Let’s start this one with a story from the large collection in my Nobody Gives A Stuff If Women And Children Are Homeless file:

Image: dead mouse in the bathroom

I’m talking at the moment with a young Newham woman called Chantelle. For some time now, Chantelle has been living in a private-rental craphole. She has a three-year-old son. Cockroaches and rodents roam around their rotten flat. Chantelle told me that exterminators have visited a couple of times, but that they may as well have saved themselves the trip. The roaches and rodents have always come charging back. Wonder if they’re galloping in through a hole in a wall somewhere. Chantelle took some pictures of the roaches, which I’ve posted above and below.

Image: dead cockroaches in the flat

A couple of months back, Chantelle’s landlord told her that she had to leave the flat. Chantelle says that she doesn’t have rent arrears and hasn’t damaged the flat. Her landlord just wants the place back.

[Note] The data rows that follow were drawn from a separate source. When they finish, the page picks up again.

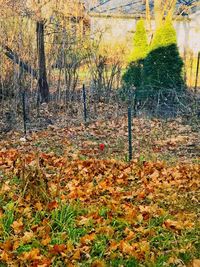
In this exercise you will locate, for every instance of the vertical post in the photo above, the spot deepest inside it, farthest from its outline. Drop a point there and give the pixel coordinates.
(84, 103)
(24, 110)
(130, 134)
(197, 73)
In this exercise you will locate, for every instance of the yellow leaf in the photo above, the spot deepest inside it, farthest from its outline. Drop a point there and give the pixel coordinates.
(195, 263)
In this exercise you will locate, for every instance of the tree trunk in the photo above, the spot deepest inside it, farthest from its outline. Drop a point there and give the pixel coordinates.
(158, 13)
(42, 81)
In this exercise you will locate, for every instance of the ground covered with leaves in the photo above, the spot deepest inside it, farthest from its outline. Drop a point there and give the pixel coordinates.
(69, 197)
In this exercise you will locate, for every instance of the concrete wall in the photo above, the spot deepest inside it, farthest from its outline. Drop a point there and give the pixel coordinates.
(119, 29)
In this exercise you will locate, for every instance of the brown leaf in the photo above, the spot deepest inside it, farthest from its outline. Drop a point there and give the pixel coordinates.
(195, 263)
(98, 263)
(76, 255)
(17, 226)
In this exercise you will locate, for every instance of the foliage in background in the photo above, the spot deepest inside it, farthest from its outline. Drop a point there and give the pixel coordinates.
(156, 72)
(163, 67)
(133, 74)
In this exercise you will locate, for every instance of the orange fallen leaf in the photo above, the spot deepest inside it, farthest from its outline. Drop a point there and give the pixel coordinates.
(58, 248)
(88, 238)
(77, 255)
(31, 255)
(17, 226)
(195, 263)
(98, 263)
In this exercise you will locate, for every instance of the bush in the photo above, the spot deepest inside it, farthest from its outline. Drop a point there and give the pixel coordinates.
(163, 67)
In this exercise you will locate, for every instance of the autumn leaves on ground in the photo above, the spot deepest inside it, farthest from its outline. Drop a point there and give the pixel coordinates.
(69, 197)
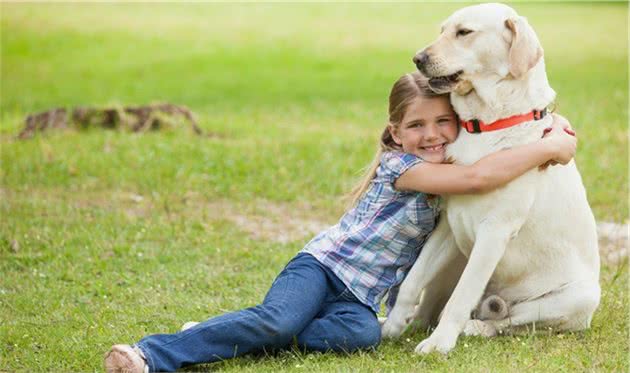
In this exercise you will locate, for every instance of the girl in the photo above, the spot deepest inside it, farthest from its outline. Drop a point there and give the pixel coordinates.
(328, 296)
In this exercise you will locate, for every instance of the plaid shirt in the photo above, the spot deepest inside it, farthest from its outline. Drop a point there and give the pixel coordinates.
(375, 243)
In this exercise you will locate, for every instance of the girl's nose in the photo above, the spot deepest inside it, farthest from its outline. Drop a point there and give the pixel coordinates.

Sometimes, landlords want to charge somebody else even more to live (should I say “live”) in a flat. Who can really say.

Chantelle went to Newham Council to explain her troubles and to ask for help. You can guess how fulfilling that visit was. Chantelle would’ve been better off waiting for December and writing Santa for a tent. The council was supremely unhelpful as councils can be these days. It hardly matters where you go. Frontline officers have no resources, which means they have no answers. You hit a gatekeeper as soon as you arrive at reception, or send an email, or make a call, or whatever. The opening line is often Goodbye. Some put this more politely than others, but that’s the essence. I’ve seen emails from the council which demonstrate that was the essence here. Chantelle was advised to look for cheap places out of London. People don’t know how to fight for more.

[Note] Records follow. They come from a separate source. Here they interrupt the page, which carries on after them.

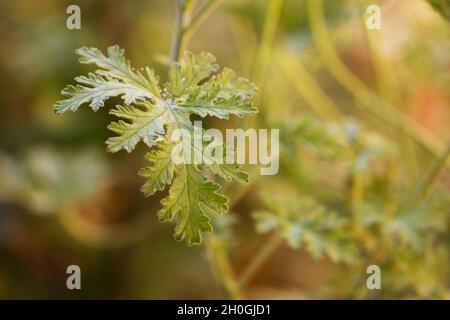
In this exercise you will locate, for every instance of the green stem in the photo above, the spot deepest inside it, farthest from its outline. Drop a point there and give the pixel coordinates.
(200, 16)
(259, 259)
(216, 249)
(177, 40)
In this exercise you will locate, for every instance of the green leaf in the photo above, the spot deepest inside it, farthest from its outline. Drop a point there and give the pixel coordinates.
(189, 72)
(145, 124)
(301, 221)
(190, 195)
(151, 115)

At the very least, councils give people instructions that they find almost impossible to follow. Chantelle says Newham told her that she couldn’t, or wouldn’t, be helped as a homeless person until she was actually evicted, or the bailiffs were at her door to evict her, or her notice expired, or something to that effect. She still wasn’t entirely sure when we talked and anyway: technicalities. The technicalities mean little to people when it comes down to it. Everyone still ends up at the same place – ie, nowhere. The long and the short of it was that as far as Chantelle was concerned, she was told to wait, to try and find herself another flat out of London (she has no chance of that now in London’s private rental sector, which she can’t afford) and to only come back to the council when the bailiffs were racing up the road after her, or something along those lines. I’d ask Newham council to clarify the situation, except that Newham council has refused to talk to me for several years on account of my Focus E15 housing campaign stories and general attitude to press offices and life, etc. Those guys can really drag out a grudge.

Chantelle’s understanding was that if she left the flat before she was thrown out of it, the council would say that she’d made herself intentionally homeless. This is the kind of understanding that a lot of people are left with these days. I went recently to First Choice Homes in Oldham with a 67-year-old bloke called Paul who was told while we stood there that he was considered to be adequately housed because he had a tiny, rotting caravan to live in. He was also told that he would make himself intentionally homeless if he left the caravan voluntarily – ie, without being chucked out of it by whoever owned it and/or the campsite. True story.